Performs 6D pose estimation on an object to determine a stable grasp for a robotic hand.

Header: #include <xinfer/zoo/robotics/grasp_planner.h> (Note: This is a conceptual name for a 6D Pose Estimator specialized for robotics)

Use Case: Bin Picking

A robot needs to pick a specific object out of a bin of jumbled, randomly oriented parts. It must accurately determine the object's 3D position and orientation to grasp it successfully.

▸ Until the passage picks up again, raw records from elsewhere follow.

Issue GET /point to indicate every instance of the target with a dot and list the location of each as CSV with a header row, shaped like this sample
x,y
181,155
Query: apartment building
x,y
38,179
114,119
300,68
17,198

#include <xinfer/zoo/robotics/grasp_planner.h> // Conceptual header
#include <opencv2/opencv.hpp>
#include <iostream>
 
int main() {
    // 1. Initialize the grasp planner.
    //    The engine would be a specialized model trained on 3D data.
    xinfer::zoo::robotics::GraspPlannerConfig config;
    config.engine_path = "assets/6d_pose_estimator.engine";
 
    xinfer::zoo::robotics::GraspPlanner planner(config);
 
    // 2. Get an RGB-D image from a 3D camera.
    cv::Mat color_image; // ... from sensor
    cv::Mat depth_image; // ... from sensor
 
    // 3. Predict the 6D pose of the target object.
    auto grasp_poses = planner.predict(color_image, depth_image);
 
    // 4. Execute the grasp with the robot arm.
    if (!grasp_poses.empty()) {
        std::cout << "Found a graspable object. Executing pick.\n";
        // ... robot control logic to move to the grasp_poses ...
    } else {
        std::cout << "No graspable object found.\n";
    }
 
    return 0;
}

Config Struct: GraspPlannerConfig Input: cv::Mat for color and depth data. Output: A list of possible 6D grasp poses (position + quaternion rotation). "F1 Car" Technology: This pipeline would use custom CUDA kernels for point cloud processing (e.g., from the depth image) and a fused TensorRT engine for the final pose regression.